Nosso antagonista é o pior de nós mesmos e de nossas experiências. O que buscamos mudar e o que sabemos que não podemos. Aqui estão as 5 etapas para desenvolver um antagonista em nosso romance.
Etapa 1: Aparência
Despretensioso seria a melhor característica para um monstro ter? Ser capaz de cometer atos de caos em plena luz do dia sem suspeitar. Por uma questão de pensamento pragmático, vamos rotular isso como um. Ao cometer qualquer crime, a maior prioridade é evitar a detecção, como evidenciado pelo número de prisões que existem, essa não é uma tarefa fácil.
Dado que seu romance é sua opinião sobre o mundo, existem várias maneiras de lidar com isso, mas a mais simples seria ter um antagonista que se misture bem. Não tendo características distintivas que os diferenciem na multidão; com essa desconexão entre as ações e a aparência, alguém se incriminaria primeiro.
Etapa 2: Motivo
“Para a melhor forma de bem” já foi reformulado várias vezes, mas o motivo permanece. O antagonista deve ter a visão de prever eventos futuros e usar isso para justificar seu extremismo, assumindo que o pior curso de ação é o mais provável.
Tudo o que o antagonista faz deve ser, em seus olhos, medidas preventivas para o evento cataclísmico previsto. O melhor antagonista é aquele que tem um argumento que não pode ser realmente refutado e abala a posição do protagonista sobre o que ele considera verdadeiro.
Etapa 3: Conexão com o protagonista
A profunda conexão entre protagonista e antagonista pode ser retransmitida em uma história compartilhada ou em ideais compartilhados. Tem que haver um nível de compreensão que mostre uma conexão de mentes.
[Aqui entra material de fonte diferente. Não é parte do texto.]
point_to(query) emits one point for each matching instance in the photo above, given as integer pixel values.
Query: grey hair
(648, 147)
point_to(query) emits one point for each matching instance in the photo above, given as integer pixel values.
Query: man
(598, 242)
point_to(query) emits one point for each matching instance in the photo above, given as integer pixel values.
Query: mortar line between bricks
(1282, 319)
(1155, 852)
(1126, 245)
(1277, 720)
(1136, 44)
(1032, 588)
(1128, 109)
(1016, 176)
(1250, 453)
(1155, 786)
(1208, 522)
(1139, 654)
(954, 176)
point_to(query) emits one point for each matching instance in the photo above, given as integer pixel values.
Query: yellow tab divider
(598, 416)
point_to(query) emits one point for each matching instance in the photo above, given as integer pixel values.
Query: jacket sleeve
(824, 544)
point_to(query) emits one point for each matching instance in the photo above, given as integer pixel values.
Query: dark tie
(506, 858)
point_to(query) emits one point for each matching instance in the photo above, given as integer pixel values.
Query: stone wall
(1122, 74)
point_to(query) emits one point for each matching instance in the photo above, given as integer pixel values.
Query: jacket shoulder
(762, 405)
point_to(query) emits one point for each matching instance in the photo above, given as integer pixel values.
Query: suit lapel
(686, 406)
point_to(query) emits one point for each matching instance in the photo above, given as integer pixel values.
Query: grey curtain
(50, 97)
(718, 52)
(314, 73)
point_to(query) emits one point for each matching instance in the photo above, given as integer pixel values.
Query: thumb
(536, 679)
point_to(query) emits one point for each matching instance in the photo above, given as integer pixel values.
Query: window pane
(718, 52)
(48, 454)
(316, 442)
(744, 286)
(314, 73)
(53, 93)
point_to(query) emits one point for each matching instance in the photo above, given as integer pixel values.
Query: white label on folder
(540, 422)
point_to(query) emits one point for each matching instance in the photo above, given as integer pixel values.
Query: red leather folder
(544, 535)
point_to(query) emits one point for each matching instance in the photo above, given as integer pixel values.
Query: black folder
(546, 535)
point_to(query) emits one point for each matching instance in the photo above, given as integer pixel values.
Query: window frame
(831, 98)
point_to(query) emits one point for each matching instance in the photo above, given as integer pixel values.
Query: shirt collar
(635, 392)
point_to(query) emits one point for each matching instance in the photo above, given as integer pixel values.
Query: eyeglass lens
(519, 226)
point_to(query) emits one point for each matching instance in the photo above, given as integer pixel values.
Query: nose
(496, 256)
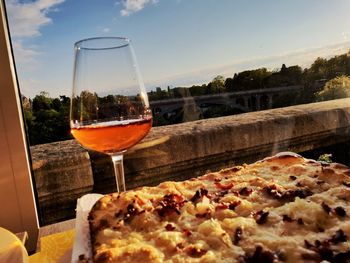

Supondo que eles não estarão em contato direto o tempo todo, o protagonista deve ser capaz de entender o motivo do antagonista simplesmente observando suas ações. Por que eles fariam o que fizeram? Entender como a mente de alguém funciona é a base de quase todos os livros. Faça disso algo único e envolvente.
Etapa 4: Personalidade
“Adoro odiá-los” dá ao seu público um personagem a ser desprezado, nada menos que o pior dos piores. A criatividade é fundamental, aproveite a fonte da negatividade que impulsiona seus piores impulsos.
Seu personagem pode agir de forma desinibida em tudo isso, você realmente decide o quão ruim o personagem pode ser. Quais pensamentos são ignorados em sua mente porque você não conseguiu enfrentá-los? Mostre ao público por meio de seu antagonista e até onde ele fará para atingir seus objetivos.
Etapa 5: Confronto final
Onde a tensão borbulhante transborda após o calor excessivo. O confronto final é dramático e intenso, algo que o público queria desde o início. Encha sua história de explosivos narrativos para garantir que a detonação seja perfeita. Quanto mais se baseia na batalha, melhor, vidas inocentes são fundamentais.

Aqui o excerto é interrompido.